Toda su felicidad, que parecía interminable, se vino abajo en dos años.

Una apoplegía se llevó a su marido. Su hijo, que ya era oficial, murió en la última expedición colonial.

Le quedaba a Germana una hija viuda, madre de una hermosa criatura: la madre y el niño murieron de difteria hace quince días.

Sola, con los pocos recursos que el Estado concede a las viudas de sus empleados, aquí está de vuelta como un ángel herido de muerte. Hoy trasladaron aquí los restos de sus seres queridod, donde podrá ir, al menos, a rezar sobre su tumba. Y esta será su vida en adelante: deshacerse en lágrimas entre los sauces del cementerio, hasta unirse, como ella desea, con los ausentes.

¡Cuántas veces, en mis años de soledad, al recibir carta de Germana en que me hablaba de su marido, de sus hijos, tuve accesos de melancolía dolorosa, revolviéndome contra mi destino!

Henos ahora ella y yo en el mismo abandono, en la misma humillación; no tenemos mas que nuestra mutua amislad. Y verdaderamente, ¿no es mejor mi suerte qae la de esta infeliz, herida cuatro veces en lo que más quería?

Yo ahora desafío a la providencia a que me envíe una pena que me haga derramar esas lágrimas.

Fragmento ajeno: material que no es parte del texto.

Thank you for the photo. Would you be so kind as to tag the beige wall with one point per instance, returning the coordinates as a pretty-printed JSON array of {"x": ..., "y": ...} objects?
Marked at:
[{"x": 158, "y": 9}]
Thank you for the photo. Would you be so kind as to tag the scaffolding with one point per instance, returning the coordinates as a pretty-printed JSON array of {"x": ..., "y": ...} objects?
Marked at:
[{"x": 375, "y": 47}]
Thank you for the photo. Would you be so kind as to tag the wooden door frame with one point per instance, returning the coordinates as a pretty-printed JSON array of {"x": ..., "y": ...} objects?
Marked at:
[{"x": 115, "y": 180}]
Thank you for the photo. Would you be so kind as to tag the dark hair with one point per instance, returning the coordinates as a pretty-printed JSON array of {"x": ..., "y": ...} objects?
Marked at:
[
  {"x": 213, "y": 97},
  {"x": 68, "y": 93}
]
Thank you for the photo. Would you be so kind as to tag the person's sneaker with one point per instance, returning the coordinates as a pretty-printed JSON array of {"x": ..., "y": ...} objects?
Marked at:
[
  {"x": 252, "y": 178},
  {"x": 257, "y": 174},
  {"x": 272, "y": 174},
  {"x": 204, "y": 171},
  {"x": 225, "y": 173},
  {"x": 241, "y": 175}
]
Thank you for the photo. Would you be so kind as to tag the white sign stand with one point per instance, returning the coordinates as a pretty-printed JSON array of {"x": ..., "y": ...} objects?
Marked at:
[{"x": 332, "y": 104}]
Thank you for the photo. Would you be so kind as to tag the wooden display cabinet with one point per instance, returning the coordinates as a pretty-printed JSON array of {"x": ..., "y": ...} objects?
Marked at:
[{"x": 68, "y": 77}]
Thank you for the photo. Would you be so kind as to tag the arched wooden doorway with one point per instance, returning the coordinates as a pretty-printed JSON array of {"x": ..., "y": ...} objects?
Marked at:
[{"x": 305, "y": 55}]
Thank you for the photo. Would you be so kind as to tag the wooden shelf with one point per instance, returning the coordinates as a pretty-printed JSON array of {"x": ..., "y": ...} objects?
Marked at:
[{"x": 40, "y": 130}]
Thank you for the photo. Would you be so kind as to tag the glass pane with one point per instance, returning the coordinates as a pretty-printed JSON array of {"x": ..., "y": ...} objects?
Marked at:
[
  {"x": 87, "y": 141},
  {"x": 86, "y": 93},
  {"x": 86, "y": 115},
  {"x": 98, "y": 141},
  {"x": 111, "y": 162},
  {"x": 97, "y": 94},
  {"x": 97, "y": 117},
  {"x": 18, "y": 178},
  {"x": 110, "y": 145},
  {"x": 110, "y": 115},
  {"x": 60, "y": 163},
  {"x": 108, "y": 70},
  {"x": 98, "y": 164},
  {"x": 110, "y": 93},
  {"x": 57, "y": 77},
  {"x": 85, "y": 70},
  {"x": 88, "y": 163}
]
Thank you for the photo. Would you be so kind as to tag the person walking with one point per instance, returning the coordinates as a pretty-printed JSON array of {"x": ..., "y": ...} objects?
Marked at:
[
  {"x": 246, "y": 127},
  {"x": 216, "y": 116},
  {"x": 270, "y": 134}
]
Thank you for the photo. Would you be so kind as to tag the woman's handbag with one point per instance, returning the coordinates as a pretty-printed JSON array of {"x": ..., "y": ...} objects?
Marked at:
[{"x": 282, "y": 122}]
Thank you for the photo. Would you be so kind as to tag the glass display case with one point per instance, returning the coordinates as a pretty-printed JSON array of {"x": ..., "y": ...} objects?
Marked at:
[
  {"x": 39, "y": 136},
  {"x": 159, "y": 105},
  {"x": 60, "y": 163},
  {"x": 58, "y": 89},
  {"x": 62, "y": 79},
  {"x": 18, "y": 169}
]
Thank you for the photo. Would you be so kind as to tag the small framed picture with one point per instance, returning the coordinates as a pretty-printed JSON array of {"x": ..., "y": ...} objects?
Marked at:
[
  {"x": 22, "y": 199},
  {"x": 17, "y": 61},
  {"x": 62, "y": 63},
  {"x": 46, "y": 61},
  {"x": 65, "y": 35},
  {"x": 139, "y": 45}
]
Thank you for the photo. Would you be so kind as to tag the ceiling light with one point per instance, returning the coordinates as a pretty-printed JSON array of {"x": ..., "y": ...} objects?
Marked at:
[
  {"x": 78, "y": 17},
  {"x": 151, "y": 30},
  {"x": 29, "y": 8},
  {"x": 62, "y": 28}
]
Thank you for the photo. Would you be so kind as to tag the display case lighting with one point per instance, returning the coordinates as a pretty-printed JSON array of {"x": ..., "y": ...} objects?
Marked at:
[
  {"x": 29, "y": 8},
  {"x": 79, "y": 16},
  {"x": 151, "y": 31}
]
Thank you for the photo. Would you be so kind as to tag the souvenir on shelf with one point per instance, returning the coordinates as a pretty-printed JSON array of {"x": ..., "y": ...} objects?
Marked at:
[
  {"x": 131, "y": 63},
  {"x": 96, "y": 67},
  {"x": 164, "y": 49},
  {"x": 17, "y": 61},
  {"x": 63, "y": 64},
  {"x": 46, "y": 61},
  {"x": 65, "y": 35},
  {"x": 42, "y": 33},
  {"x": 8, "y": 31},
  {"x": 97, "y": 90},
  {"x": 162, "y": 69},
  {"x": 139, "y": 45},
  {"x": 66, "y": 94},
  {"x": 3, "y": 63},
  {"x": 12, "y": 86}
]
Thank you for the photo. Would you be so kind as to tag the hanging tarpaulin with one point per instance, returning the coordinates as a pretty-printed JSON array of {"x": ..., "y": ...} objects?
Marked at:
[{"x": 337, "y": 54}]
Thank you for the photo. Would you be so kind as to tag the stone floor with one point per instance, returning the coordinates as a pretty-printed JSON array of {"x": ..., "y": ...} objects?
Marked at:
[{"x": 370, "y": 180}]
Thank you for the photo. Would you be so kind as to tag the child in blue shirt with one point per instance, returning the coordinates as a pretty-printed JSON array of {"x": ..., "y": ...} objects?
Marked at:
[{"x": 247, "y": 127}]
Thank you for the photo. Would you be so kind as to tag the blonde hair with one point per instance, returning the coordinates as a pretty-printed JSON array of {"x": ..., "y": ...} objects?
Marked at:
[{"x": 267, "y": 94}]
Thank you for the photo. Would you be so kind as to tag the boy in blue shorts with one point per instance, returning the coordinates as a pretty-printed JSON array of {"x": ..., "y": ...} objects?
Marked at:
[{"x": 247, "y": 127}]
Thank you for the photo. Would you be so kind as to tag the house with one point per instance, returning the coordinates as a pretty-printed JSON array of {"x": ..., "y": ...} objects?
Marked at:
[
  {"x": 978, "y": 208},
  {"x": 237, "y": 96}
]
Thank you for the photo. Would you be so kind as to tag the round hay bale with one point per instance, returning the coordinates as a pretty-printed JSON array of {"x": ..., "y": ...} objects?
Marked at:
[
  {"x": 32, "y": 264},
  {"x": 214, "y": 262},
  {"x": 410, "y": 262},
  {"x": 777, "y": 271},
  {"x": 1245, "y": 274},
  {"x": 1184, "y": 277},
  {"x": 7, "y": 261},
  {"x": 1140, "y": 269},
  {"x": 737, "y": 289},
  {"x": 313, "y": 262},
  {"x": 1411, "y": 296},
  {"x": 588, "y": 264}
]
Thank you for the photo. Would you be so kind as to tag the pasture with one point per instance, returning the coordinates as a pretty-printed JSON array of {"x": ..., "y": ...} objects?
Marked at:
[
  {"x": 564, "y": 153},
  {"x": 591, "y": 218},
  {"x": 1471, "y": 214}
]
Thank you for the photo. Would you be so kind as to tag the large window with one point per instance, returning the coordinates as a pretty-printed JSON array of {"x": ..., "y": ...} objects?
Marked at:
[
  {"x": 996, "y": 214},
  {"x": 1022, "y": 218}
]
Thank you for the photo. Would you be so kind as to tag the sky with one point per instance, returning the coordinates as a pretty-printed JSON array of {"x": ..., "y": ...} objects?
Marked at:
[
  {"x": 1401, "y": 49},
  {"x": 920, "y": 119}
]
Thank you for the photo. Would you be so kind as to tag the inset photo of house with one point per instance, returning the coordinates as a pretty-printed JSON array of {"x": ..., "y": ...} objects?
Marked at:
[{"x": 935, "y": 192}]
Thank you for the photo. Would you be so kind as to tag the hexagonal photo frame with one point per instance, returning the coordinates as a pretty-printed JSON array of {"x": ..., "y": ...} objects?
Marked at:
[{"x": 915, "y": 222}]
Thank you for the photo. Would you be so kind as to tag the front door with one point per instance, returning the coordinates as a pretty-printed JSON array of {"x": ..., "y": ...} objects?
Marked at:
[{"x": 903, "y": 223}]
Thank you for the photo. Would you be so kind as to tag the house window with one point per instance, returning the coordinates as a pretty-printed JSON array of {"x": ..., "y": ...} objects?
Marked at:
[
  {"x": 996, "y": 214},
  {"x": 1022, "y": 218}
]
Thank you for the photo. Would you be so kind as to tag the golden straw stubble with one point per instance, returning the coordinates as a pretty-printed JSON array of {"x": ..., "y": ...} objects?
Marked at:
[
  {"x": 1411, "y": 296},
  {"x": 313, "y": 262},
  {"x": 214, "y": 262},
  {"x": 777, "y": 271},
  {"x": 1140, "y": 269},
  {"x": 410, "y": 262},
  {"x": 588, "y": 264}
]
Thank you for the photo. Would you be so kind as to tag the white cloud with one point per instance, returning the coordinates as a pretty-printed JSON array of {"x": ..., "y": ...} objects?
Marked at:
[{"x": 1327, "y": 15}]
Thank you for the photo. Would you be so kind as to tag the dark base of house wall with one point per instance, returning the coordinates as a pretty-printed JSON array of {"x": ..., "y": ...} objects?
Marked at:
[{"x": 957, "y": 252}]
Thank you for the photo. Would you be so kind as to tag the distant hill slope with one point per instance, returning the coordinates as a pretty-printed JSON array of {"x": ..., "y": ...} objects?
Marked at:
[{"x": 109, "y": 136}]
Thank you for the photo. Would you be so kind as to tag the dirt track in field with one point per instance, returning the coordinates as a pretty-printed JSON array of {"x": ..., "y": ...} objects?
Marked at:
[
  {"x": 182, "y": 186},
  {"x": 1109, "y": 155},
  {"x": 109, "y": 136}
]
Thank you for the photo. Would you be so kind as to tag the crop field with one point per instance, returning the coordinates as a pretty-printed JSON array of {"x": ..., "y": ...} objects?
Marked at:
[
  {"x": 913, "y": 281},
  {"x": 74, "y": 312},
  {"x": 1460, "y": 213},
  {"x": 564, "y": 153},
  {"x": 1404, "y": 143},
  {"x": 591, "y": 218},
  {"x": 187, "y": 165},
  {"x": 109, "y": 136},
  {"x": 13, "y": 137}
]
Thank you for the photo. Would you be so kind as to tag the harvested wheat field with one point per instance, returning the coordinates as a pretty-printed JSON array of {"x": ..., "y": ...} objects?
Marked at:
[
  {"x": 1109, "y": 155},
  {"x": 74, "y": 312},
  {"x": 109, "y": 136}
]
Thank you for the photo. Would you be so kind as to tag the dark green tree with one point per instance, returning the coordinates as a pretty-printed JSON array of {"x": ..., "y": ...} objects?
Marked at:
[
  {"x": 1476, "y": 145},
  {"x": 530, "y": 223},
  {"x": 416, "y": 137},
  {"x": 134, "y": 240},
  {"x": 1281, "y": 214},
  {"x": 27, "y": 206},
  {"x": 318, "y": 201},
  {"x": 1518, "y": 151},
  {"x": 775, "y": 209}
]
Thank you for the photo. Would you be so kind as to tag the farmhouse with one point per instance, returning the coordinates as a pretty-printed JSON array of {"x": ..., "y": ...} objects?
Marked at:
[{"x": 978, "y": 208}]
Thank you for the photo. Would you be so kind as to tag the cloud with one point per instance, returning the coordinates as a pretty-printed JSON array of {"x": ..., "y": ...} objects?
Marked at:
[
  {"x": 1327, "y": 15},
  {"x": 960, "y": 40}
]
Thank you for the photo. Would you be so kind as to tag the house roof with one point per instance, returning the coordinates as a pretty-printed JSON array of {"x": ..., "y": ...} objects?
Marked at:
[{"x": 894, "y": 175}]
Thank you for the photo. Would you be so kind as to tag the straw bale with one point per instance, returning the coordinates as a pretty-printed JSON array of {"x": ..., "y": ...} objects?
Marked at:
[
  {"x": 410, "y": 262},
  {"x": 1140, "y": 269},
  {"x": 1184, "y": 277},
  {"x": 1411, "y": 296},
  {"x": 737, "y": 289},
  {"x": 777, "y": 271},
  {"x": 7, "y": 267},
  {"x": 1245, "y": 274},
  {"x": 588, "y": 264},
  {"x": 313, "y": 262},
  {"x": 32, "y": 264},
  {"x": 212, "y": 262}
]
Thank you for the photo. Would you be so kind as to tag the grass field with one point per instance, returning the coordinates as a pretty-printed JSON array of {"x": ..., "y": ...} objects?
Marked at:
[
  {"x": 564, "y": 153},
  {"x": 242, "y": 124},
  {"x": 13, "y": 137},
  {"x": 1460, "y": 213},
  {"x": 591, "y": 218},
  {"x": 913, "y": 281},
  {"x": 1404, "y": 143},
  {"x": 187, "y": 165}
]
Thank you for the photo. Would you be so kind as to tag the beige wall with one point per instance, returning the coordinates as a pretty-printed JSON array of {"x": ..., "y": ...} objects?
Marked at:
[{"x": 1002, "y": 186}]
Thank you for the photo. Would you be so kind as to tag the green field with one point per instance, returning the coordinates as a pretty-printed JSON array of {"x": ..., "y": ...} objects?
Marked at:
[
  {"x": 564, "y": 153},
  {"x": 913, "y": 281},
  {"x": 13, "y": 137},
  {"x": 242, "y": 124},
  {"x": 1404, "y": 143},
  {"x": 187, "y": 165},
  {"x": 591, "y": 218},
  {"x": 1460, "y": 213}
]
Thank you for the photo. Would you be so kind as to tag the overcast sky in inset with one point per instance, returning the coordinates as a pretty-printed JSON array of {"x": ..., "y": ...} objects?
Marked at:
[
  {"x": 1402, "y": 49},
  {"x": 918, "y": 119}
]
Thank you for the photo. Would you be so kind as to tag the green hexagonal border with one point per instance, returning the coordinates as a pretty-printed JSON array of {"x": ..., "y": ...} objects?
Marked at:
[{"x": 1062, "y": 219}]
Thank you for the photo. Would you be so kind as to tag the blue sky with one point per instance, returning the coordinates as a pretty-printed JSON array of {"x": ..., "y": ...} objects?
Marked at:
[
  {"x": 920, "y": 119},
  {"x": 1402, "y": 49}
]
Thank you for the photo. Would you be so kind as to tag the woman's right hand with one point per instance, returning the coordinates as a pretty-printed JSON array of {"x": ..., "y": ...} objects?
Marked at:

¡Cómo se miente una a sí misma! Escribo esto y las lágrimas me vienen a los ojos. Y lloro pensando que Germana me hablaba hace un rato de su casa, de su matrimonio, de su hermoso hijo y del otro precioso bebé que tendía, en su agonía, los brazos hacia ella. Sí, ha sufrido; no es ahora mas que un mar de dolores, pero ha amado, ha sido esposa y madre. Ahora al que tengo celos y envidia de sns tumbas, que son suyas, y sobre las cuales tiene el derecho de llorar, de llorar mucho...


Publicado en Revista Azul. México, 20 de septiembre de 1896.